Бородачи живо развернулись, как по команде «Кругом!», и неуклюже побежали, загребая сапогами.
— Благодарю вас, юноша, — церемонно сказал генерал.
— Здравия желаю, ваше высокопревосходительство!
Алексеев не вздрогнул, он лишь слегка повернул голову, косо глянув на корниловца.
— Вы отстали от жизни, юноша, — проворчал он, — нынче мы все «товарищи».
Это был отзыв.
— Товарищество уступит воинскому братству, — выдал Кирилл вторую половину пароля.
— Да будет так! — торжественно договорил генерал.
Сутуловатый, с косым взглядом из-под очков в простой металлической оправе, с несколько нервной речью, в которой нередко слышны были повторяющиеся слова, Алексеев производил впечатление скорее профессора, чем крупного военного.
— Я послан Лавром Георгиевичем Корниловым, — сказал Авинов.
Алексеев очень удивился и взволновался.
— Зачем? — спросил он дрогнувшим голосом.
— Прежде всего, генерал просил извинить его за те резкие слова, которые он вам наговорил в день ареста. Лавр Георгиевич был тогда очень утомлён, взвинчен, угнетён провалом…
— Я всё понимаю, — поднял генерал руку, обрывая Авинова. — Моя тогдашняя цель состояла в том, чтобы спасти Корнилова и его сподвижников, а на благодарность или хотя бы на понимание я и не рассчитывал… Кстати, вы не представились.
— Простите, ваше высокопревосходительство. 1-го ударного Корниловского полка поручик Авинов! Честь имею.
— А вам известно, поручик, что полк ваш переименован в 1-й Российский ударный?
— Кем? — пренебрежительно отозвался Кирилл. — Этим паяцем во френче?
Алексеев издал сухонький смешок.
— Вы правы… э-э…
— Кирилл, — подсказал Авинов.
— Вы правы, Кирилл. Но давайте-ка отойдём подальше, пока товарищи не вернулись с подмогой.
Генерал кивнул на убитого.
— Это не товарищи были, а подельники.

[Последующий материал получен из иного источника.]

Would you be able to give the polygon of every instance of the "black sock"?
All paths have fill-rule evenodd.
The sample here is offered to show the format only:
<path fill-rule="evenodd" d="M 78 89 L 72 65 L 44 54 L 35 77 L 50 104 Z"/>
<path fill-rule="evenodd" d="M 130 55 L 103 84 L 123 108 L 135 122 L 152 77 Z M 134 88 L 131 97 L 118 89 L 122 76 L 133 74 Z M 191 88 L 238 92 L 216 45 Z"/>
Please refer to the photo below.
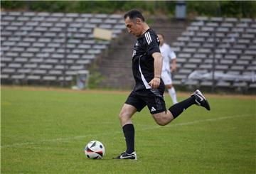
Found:
<path fill-rule="evenodd" d="M 194 104 L 196 104 L 195 96 L 191 96 L 188 99 L 174 104 L 169 109 L 169 110 L 171 112 L 174 116 L 174 118 L 175 119 L 185 109 Z"/>
<path fill-rule="evenodd" d="M 122 129 L 127 143 L 126 152 L 130 154 L 134 151 L 134 126 L 132 124 L 125 124 Z"/>

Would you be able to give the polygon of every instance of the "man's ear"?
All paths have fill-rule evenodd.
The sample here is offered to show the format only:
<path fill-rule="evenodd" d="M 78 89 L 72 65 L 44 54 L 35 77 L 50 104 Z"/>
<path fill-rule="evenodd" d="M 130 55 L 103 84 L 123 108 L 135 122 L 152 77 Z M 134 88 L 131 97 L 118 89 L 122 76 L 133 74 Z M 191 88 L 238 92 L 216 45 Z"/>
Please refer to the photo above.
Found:
<path fill-rule="evenodd" d="M 139 18 L 137 18 L 136 19 L 136 23 L 142 23 L 142 19 L 140 19 Z"/>

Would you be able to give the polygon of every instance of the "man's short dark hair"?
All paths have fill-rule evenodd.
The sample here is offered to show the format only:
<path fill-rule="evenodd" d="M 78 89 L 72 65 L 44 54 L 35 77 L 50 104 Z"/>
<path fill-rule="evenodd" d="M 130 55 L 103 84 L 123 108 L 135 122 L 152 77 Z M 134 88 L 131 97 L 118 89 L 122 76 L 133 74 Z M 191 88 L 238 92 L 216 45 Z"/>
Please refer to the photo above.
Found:
<path fill-rule="evenodd" d="M 126 13 L 124 16 L 124 19 L 126 19 L 127 17 L 129 17 L 132 20 L 139 18 L 140 19 L 142 19 L 142 21 L 145 21 L 145 18 L 142 16 L 142 13 L 137 9 L 133 9 Z"/>

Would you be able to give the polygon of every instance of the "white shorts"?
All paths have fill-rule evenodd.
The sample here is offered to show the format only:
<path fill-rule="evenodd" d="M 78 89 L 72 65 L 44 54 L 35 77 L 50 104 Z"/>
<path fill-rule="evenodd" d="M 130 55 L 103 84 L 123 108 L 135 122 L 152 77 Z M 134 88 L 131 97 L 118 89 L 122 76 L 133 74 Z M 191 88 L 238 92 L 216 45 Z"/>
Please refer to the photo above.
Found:
<path fill-rule="evenodd" d="M 171 72 L 168 71 L 163 71 L 161 72 L 161 77 L 163 80 L 165 85 L 172 84 Z"/>

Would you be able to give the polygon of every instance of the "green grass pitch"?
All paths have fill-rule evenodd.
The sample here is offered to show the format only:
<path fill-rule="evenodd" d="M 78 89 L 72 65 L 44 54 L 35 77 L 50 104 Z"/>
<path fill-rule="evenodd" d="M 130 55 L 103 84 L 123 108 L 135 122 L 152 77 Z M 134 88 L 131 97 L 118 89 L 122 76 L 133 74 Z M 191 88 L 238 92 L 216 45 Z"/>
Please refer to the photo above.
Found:
<path fill-rule="evenodd" d="M 206 94 L 210 112 L 192 106 L 165 126 L 145 108 L 133 118 L 138 160 L 113 160 L 125 150 L 127 95 L 2 88 L 1 173 L 255 173 L 255 99 Z M 105 145 L 103 159 L 86 158 L 91 140 Z"/>

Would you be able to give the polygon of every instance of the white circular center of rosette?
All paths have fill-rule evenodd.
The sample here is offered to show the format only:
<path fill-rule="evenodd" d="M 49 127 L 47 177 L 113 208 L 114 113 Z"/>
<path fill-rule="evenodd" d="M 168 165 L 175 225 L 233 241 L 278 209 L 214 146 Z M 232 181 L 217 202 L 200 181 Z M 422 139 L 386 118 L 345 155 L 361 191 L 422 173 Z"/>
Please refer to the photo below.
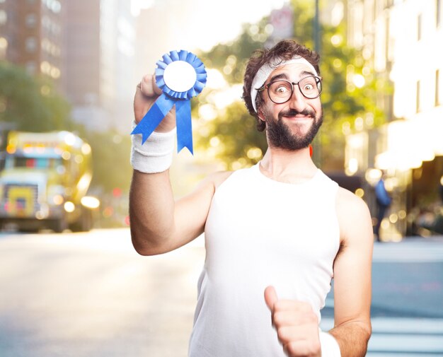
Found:
<path fill-rule="evenodd" d="M 195 69 L 185 61 L 174 61 L 168 65 L 163 79 L 168 88 L 176 92 L 186 92 L 197 81 Z"/>

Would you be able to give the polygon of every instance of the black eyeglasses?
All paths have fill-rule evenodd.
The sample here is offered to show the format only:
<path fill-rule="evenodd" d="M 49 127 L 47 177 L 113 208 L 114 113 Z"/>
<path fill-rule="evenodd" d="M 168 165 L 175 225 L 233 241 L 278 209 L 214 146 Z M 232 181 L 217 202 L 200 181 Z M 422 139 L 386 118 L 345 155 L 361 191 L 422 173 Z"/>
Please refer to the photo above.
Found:
<path fill-rule="evenodd" d="M 279 79 L 265 84 L 257 89 L 260 92 L 267 89 L 270 99 L 275 104 L 287 102 L 294 93 L 294 86 L 297 85 L 300 93 L 308 99 L 315 99 L 321 93 L 321 77 L 308 76 L 302 78 L 298 83 Z"/>

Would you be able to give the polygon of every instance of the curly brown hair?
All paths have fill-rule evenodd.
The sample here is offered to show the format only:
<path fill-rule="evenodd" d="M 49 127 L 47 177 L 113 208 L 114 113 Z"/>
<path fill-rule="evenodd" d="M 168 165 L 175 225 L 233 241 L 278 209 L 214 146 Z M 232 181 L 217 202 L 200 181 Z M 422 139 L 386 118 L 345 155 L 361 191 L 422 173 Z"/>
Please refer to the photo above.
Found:
<path fill-rule="evenodd" d="M 251 87 L 254 77 L 260 68 L 265 63 L 275 63 L 281 60 L 292 59 L 295 56 L 300 56 L 313 66 L 313 68 L 320 75 L 318 62 L 320 56 L 316 52 L 311 51 L 303 45 L 300 45 L 292 40 L 284 40 L 275 45 L 271 49 L 256 49 L 253 52 L 246 64 L 245 71 L 243 95 L 246 109 L 253 117 L 257 119 L 257 129 L 263 131 L 266 127 L 266 123 L 258 117 L 258 115 L 254 110 L 251 98 Z M 255 98 L 255 107 L 258 109 L 263 103 L 261 95 L 257 95 Z"/>

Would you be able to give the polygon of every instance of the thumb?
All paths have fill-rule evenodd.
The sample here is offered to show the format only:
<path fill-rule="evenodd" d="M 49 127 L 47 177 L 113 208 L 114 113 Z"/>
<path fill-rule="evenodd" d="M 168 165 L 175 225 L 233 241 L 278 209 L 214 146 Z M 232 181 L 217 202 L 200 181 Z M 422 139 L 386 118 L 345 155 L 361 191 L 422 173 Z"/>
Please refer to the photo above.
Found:
<path fill-rule="evenodd" d="M 274 286 L 267 286 L 265 289 L 265 301 L 266 302 L 266 305 L 269 310 L 272 311 L 274 309 L 274 305 L 278 300 L 278 296 L 277 296 L 277 293 L 275 292 L 275 289 Z"/>

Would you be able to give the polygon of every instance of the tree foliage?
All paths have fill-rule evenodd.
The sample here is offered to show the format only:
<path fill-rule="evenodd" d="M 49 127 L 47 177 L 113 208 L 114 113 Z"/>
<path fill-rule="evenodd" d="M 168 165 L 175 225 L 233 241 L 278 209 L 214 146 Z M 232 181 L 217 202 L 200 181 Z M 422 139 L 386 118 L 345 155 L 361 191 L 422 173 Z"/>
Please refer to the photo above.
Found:
<path fill-rule="evenodd" d="M 312 2 L 294 0 L 292 7 L 294 39 L 313 48 Z M 383 122 L 384 113 L 377 108 L 376 99 L 381 89 L 388 91 L 389 86 L 376 78 L 360 52 L 346 45 L 343 23 L 336 27 L 322 25 L 321 38 L 324 122 L 321 134 L 316 139 L 321 150 L 321 161 L 318 163 L 326 170 L 341 169 L 345 151 L 344 134 L 350 132 L 355 123 L 359 127 L 362 122 L 366 127 L 371 127 Z M 269 47 L 272 44 L 272 30 L 268 19 L 265 18 L 257 24 L 245 25 L 235 41 L 219 44 L 199 56 L 207 68 L 218 70 L 232 86 L 242 83 L 246 63 L 251 53 L 263 45 Z M 355 78 L 359 81 L 357 85 L 354 83 Z M 264 153 L 266 148 L 264 134 L 254 129 L 255 119 L 248 114 L 241 101 L 240 91 L 237 101 L 225 108 L 219 108 L 215 100 L 219 90 L 205 89 L 199 96 L 199 105 L 193 109 L 194 117 L 200 117 L 197 122 L 200 129 L 197 146 L 202 150 L 214 147 L 212 148 L 215 148 L 216 157 L 225 163 L 226 168 L 253 164 L 260 157 L 257 156 L 256 150 L 251 149 L 258 148 Z M 209 120 L 202 119 L 200 110 L 208 106 L 217 115 Z"/>

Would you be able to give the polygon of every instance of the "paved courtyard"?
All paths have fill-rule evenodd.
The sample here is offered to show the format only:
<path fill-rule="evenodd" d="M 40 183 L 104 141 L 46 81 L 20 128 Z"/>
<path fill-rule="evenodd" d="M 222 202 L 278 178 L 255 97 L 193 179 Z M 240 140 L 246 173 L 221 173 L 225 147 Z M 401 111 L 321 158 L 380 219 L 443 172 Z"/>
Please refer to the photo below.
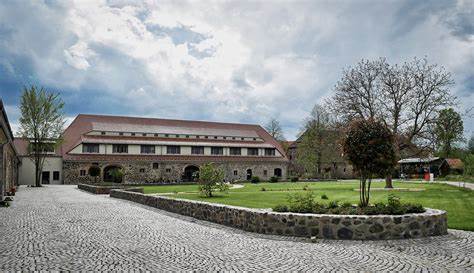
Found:
<path fill-rule="evenodd" d="M 266 236 L 74 186 L 21 187 L 0 208 L 6 270 L 472 271 L 474 233 L 398 241 Z"/>

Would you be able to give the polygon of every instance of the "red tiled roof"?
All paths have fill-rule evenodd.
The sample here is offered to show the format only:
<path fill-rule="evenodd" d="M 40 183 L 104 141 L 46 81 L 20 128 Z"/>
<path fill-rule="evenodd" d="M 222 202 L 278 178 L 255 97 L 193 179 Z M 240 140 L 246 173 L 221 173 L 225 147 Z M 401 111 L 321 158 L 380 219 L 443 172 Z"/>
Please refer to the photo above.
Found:
<path fill-rule="evenodd" d="M 462 170 L 464 168 L 464 163 L 459 158 L 446 158 L 446 162 L 451 169 Z"/>
<path fill-rule="evenodd" d="M 101 154 L 66 154 L 65 161 L 202 161 L 202 162 L 286 162 L 283 157 L 262 156 L 193 156 L 193 155 L 101 155 Z"/>
<path fill-rule="evenodd" d="M 222 123 L 222 122 L 209 122 L 209 121 L 190 121 L 190 120 L 172 120 L 172 119 L 157 119 L 157 118 L 139 118 L 139 117 L 123 117 L 123 116 L 106 116 L 106 115 L 78 115 L 74 121 L 69 125 L 65 130 L 63 138 L 63 145 L 61 147 L 61 153 L 63 156 L 66 155 L 71 149 L 77 146 L 81 142 L 81 138 L 84 134 L 92 131 L 94 126 L 97 124 L 110 124 L 111 127 L 116 125 L 120 128 L 130 125 L 130 127 L 135 128 L 141 126 L 146 128 L 147 126 L 154 127 L 173 127 L 173 128 L 186 128 L 187 130 L 196 128 L 202 133 L 203 129 L 209 130 L 210 135 L 215 134 L 216 132 L 232 132 L 233 134 L 238 134 L 239 131 L 242 132 L 243 136 L 256 135 L 263 139 L 260 142 L 251 142 L 248 143 L 268 143 L 274 146 L 282 155 L 285 155 L 280 143 L 274 139 L 265 129 L 259 125 L 253 124 L 237 124 L 237 123 Z M 123 128 L 125 131 L 127 128 Z M 87 136 L 90 137 L 90 136 Z M 107 136 L 97 136 L 97 137 L 107 137 Z M 119 136 L 120 139 L 129 139 L 126 136 Z M 145 137 L 136 137 L 133 139 L 145 139 Z M 153 138 L 158 139 L 158 138 Z M 167 140 L 169 140 L 167 138 Z M 176 139 L 178 140 L 178 139 Z M 191 141 L 197 141 L 198 139 L 191 139 Z M 187 139 L 179 139 L 179 141 L 188 141 Z M 209 139 L 205 139 L 209 141 Z M 217 140 L 219 142 L 225 142 L 225 140 Z M 229 143 L 237 143 L 236 140 L 229 140 Z M 242 142 L 241 142 L 242 143 Z M 110 156 L 109 156 L 110 157 Z M 182 158 L 182 157 L 181 157 Z M 244 157 L 239 157 L 241 160 Z M 264 160 L 268 159 L 266 157 Z M 285 160 L 288 160 L 286 156 Z"/>

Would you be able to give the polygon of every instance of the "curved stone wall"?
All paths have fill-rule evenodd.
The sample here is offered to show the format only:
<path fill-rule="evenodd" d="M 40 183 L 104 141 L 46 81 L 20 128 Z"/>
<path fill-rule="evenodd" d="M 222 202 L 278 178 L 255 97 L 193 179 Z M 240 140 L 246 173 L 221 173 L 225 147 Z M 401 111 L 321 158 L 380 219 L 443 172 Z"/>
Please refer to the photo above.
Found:
<path fill-rule="evenodd" d="M 112 190 L 111 197 L 130 200 L 197 219 L 264 234 L 346 240 L 419 238 L 447 233 L 442 210 L 406 215 L 323 215 L 279 213 L 206 202 Z"/>

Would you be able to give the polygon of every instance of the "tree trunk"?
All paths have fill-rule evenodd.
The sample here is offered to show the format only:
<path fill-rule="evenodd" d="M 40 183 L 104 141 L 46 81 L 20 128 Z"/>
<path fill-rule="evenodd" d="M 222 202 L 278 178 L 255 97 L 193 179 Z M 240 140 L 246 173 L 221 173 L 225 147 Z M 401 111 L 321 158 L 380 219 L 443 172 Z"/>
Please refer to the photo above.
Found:
<path fill-rule="evenodd" d="M 393 189 L 392 174 L 389 174 L 385 177 L 385 188 L 386 189 Z"/>
<path fill-rule="evenodd" d="M 4 185 L 5 181 L 3 180 L 3 166 L 4 166 L 4 161 L 5 159 L 3 158 L 3 144 L 0 144 L 0 202 L 3 202 L 4 199 Z"/>
<path fill-rule="evenodd" d="M 39 160 L 35 159 L 35 187 L 41 187 Z"/>

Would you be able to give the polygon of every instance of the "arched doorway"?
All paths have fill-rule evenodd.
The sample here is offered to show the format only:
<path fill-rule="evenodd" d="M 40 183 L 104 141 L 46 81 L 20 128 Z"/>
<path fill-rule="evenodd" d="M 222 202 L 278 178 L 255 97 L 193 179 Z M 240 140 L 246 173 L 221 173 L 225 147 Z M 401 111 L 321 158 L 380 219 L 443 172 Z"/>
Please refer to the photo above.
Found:
<path fill-rule="evenodd" d="M 120 166 L 111 165 L 104 168 L 104 182 L 123 182 L 123 169 Z"/>
<path fill-rule="evenodd" d="M 281 169 L 276 168 L 275 170 L 273 170 L 273 175 L 276 177 L 281 177 Z"/>
<path fill-rule="evenodd" d="M 199 167 L 189 165 L 184 168 L 183 181 L 185 182 L 196 182 L 199 178 Z"/>
<path fill-rule="evenodd" d="M 247 170 L 247 180 L 250 181 L 250 179 L 252 179 L 252 169 Z"/>

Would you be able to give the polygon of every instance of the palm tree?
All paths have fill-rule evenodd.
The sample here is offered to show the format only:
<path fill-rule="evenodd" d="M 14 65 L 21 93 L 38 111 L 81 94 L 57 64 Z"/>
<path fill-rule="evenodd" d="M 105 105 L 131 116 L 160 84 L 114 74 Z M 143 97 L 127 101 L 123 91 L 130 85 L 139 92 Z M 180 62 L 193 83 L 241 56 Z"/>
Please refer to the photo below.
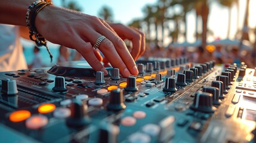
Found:
<path fill-rule="evenodd" d="M 98 15 L 107 21 L 113 21 L 112 11 L 110 8 L 107 6 L 103 6 L 102 9 L 100 11 Z"/>
<path fill-rule="evenodd" d="M 140 19 L 135 19 L 132 21 L 132 22 L 128 25 L 129 26 L 132 26 L 135 28 L 137 28 L 138 29 L 140 29 L 141 28 L 141 20 Z"/>
<path fill-rule="evenodd" d="M 146 14 L 145 17 L 143 18 L 143 21 L 147 23 L 147 39 L 150 40 L 151 38 L 150 25 L 153 15 L 152 13 L 152 7 L 149 5 L 146 5 L 146 7 L 143 8 L 143 12 Z"/>
<path fill-rule="evenodd" d="M 229 38 L 230 33 L 230 27 L 231 27 L 231 8 L 233 4 L 236 2 L 237 0 L 218 0 L 219 3 L 225 7 L 227 7 L 229 9 L 229 24 L 227 27 L 227 38 Z"/>

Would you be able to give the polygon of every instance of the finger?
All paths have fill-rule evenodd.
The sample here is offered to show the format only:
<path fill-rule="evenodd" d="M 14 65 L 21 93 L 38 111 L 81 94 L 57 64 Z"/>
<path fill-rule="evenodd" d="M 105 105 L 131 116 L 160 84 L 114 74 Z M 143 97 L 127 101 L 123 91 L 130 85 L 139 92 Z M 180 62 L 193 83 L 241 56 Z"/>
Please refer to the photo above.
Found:
<path fill-rule="evenodd" d="M 104 26 L 102 25 L 101 26 Z M 106 29 L 108 29 L 106 27 L 105 30 Z M 85 32 L 82 33 L 85 34 L 85 35 L 84 35 L 85 38 L 90 41 L 91 43 L 94 45 L 98 38 L 101 35 L 93 30 L 89 30 L 89 32 L 87 30 L 87 32 L 88 33 L 85 33 Z M 85 34 L 89 35 L 90 36 L 87 37 Z M 103 33 L 103 35 L 106 35 L 106 34 L 104 33 Z M 119 55 L 115 48 L 114 45 L 107 38 L 104 39 L 104 40 L 101 42 L 98 49 L 100 49 L 105 57 L 109 60 L 109 63 L 113 67 L 119 69 L 121 73 L 124 77 L 128 77 L 131 75 L 131 73 L 128 70 L 125 63 L 123 62 L 122 58 L 120 57 Z"/>
<path fill-rule="evenodd" d="M 104 57 L 103 58 L 103 63 L 104 64 L 109 64 L 109 60 L 107 60 L 107 59 L 106 57 Z"/>
<path fill-rule="evenodd" d="M 105 75 L 107 74 L 107 71 L 94 54 L 91 43 L 86 42 L 81 39 L 77 39 L 76 42 L 74 42 L 76 43 L 76 45 L 74 47 L 76 47 L 76 50 L 81 54 L 82 56 L 84 57 L 91 67 L 95 71 L 102 71 Z"/>
<path fill-rule="evenodd" d="M 137 29 L 132 27 L 133 29 L 134 29 L 135 30 L 136 30 L 138 33 L 139 33 L 140 34 L 140 35 L 141 36 L 141 48 L 140 48 L 140 54 L 139 56 L 138 57 L 140 58 L 140 56 L 141 56 L 144 52 L 146 51 L 146 36 L 145 36 L 145 34 L 138 30 Z M 136 59 L 136 60 L 138 59 Z"/>
<path fill-rule="evenodd" d="M 101 55 L 100 55 L 100 53 L 98 51 L 92 48 L 93 52 L 94 52 L 95 56 L 96 56 L 96 58 L 98 59 L 99 61 L 102 61 L 103 60 L 103 58 L 102 57 Z"/>
<path fill-rule="evenodd" d="M 116 49 L 116 51 L 117 51 L 119 55 L 119 57 L 121 58 L 121 60 L 124 61 L 129 72 L 134 75 L 138 74 L 138 69 L 137 69 L 136 64 L 135 64 L 132 57 L 128 51 L 124 42 L 119 36 L 116 36 L 114 33 L 113 33 L 110 29 L 107 29 L 104 24 L 102 24 L 102 26 L 100 27 L 98 29 L 98 32 L 104 35 L 107 38 L 107 39 L 112 42 L 115 47 L 115 49 Z M 103 52 L 103 51 L 101 51 Z M 103 54 L 106 56 L 104 53 L 103 53 Z M 113 66 L 112 61 L 109 58 L 109 57 L 107 56 L 106 57 L 109 60 L 110 63 Z M 116 62 L 116 59 L 115 61 Z M 120 69 L 121 71 L 122 71 L 122 69 Z M 125 72 L 123 71 L 122 72 L 124 73 Z"/>

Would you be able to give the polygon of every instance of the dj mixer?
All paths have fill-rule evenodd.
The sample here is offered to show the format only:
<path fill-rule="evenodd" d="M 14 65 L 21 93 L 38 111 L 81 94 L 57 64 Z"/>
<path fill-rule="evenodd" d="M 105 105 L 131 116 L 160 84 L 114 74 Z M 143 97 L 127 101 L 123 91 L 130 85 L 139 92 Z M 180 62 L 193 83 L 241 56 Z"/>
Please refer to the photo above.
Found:
<path fill-rule="evenodd" d="M 1 142 L 254 142 L 256 72 L 242 64 L 137 61 L 139 74 L 84 61 L 1 72 Z"/>

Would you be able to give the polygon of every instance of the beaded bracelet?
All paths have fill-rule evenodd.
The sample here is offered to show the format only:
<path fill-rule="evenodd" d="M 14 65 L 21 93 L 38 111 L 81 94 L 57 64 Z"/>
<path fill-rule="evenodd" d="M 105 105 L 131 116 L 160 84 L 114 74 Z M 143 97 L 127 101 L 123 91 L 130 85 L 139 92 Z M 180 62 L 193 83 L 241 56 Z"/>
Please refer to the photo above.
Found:
<path fill-rule="evenodd" d="M 29 5 L 27 8 L 27 13 L 26 15 L 26 23 L 27 28 L 29 29 L 29 38 L 35 41 L 36 45 L 38 46 L 45 46 L 47 48 L 47 51 L 49 53 L 51 58 L 51 63 L 53 61 L 53 55 L 47 46 L 46 39 L 42 36 L 36 30 L 35 25 L 35 20 L 36 15 L 47 5 L 52 4 L 52 2 L 48 2 L 45 0 L 38 0 L 33 2 Z M 35 39 L 33 38 L 35 36 Z"/>

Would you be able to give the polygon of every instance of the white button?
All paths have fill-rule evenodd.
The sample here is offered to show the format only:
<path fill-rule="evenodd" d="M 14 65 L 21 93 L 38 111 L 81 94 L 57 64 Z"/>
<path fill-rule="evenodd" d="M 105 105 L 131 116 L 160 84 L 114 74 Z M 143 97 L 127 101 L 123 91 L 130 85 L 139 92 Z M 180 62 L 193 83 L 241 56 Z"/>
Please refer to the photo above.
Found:
<path fill-rule="evenodd" d="M 70 99 L 64 100 L 60 102 L 60 105 L 63 106 L 66 106 L 70 105 L 72 102 Z"/>
<path fill-rule="evenodd" d="M 91 105 L 98 106 L 102 105 L 103 100 L 101 98 L 95 98 L 90 100 L 88 102 Z"/>
<path fill-rule="evenodd" d="M 70 116 L 71 111 L 67 108 L 59 108 L 54 110 L 53 116 L 55 118 L 64 119 Z"/>
<path fill-rule="evenodd" d="M 121 124 L 125 126 L 131 126 L 136 123 L 136 119 L 132 117 L 125 117 L 121 120 Z"/>
<path fill-rule="evenodd" d="M 128 138 L 131 143 L 147 143 L 150 142 L 150 136 L 144 133 L 134 133 Z"/>
<path fill-rule="evenodd" d="M 136 119 L 143 119 L 146 117 L 146 113 L 142 111 L 138 111 L 133 113 L 133 117 Z"/>
<path fill-rule="evenodd" d="M 80 100 L 84 100 L 88 98 L 89 97 L 86 94 L 80 94 L 78 95 L 76 97 L 76 98 Z"/>
<path fill-rule="evenodd" d="M 160 132 L 160 127 L 155 124 L 147 124 L 142 128 L 142 130 L 152 136 L 158 136 Z"/>
<path fill-rule="evenodd" d="M 97 91 L 97 94 L 105 94 L 107 93 L 108 91 L 106 89 L 100 89 Z"/>
<path fill-rule="evenodd" d="M 152 87 L 153 86 L 155 85 L 156 84 L 154 83 L 146 83 L 146 86 L 147 87 Z"/>
<path fill-rule="evenodd" d="M 26 120 L 26 127 L 30 129 L 38 129 L 48 123 L 48 118 L 43 115 L 34 115 Z"/>

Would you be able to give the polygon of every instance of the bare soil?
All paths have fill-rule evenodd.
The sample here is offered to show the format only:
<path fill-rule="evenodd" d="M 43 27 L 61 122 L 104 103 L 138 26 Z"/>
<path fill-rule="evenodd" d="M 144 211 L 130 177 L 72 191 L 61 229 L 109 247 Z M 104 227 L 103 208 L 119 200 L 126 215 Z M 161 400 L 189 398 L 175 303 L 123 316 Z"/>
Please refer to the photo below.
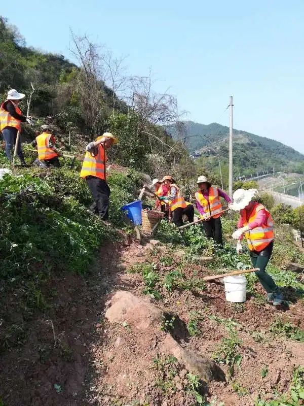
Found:
<path fill-rule="evenodd" d="M 48 306 L 41 311 L 31 313 L 24 309 L 22 292 L 12 287 L 0 311 L 3 350 L 0 401 L 5 406 L 195 404 L 178 389 L 178 382 L 176 390 L 167 392 L 157 385 L 153 358 L 162 353 L 166 335 L 160 328 L 148 328 L 143 335 L 132 325 L 111 324 L 104 317 L 106 302 L 116 291 L 143 296 L 142 277 L 127 273 L 130 265 L 154 261 L 162 276 L 176 268 L 180 253 L 172 265 L 164 266 L 159 258 L 169 249 L 158 247 L 141 248 L 137 242 L 127 241 L 108 244 L 99 253 L 85 277 L 58 272 L 45 285 L 43 293 Z M 188 278 L 210 273 L 193 264 L 184 272 Z M 264 294 L 258 285 L 256 288 Z M 227 367 L 219 365 L 225 378 L 204 387 L 208 400 L 216 398 L 225 406 L 253 405 L 258 395 L 271 398 L 275 391 L 288 390 L 294 366 L 304 365 L 302 343 L 274 336 L 269 332 L 278 317 L 304 328 L 302 301 L 294 299 L 288 310 L 277 310 L 254 297 L 248 297 L 244 305 L 235 306 L 225 301 L 223 286 L 213 283 L 200 292 L 175 290 L 170 293 L 164 288 L 161 293 L 162 300 L 153 301 L 185 324 L 191 312 L 201 312 L 201 335 L 180 339 L 183 348 L 198 354 L 211 357 L 221 340 L 228 336 L 224 326 L 213 319 L 213 315 L 231 318 L 239 323 L 240 366 L 230 377 Z M 260 342 L 254 339 L 257 331 Z M 268 374 L 263 378 L 261 371 L 266 366 Z M 180 372 L 182 380 L 185 373 L 182 365 Z M 238 394 L 236 384 L 247 394 Z"/>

Я пристрелил вора по кличке «Секач».
— Всё смешалось в России… — брюзгливо сказал генерал-адъютант.
— И не говорите, ваше высокопревосходительство!
Кирилл подобрал «маузер» и двинулся за генералом.
— Знаете, Кирилл, — признался генерал, — я до сих пор ощущаю вину за то, что принудил императора отречься от престола. Да, правитель он был никудышный, слабый и безвольный, но разве без него стало лучше?
Авинов припомнил случайную встречу с самодержцем российским, объявившим себя Главковерхом, хотя сам пребывал в чине полковника. Кирилл углядел императора мельком, но впечатление чего-то мелкого и ничтожного осталось навсегда — Николай говорил невнятно, путался, делал слишком много вялых движений и жадно пил из графина воду. Воистину «Царскосельский суслик»…[22]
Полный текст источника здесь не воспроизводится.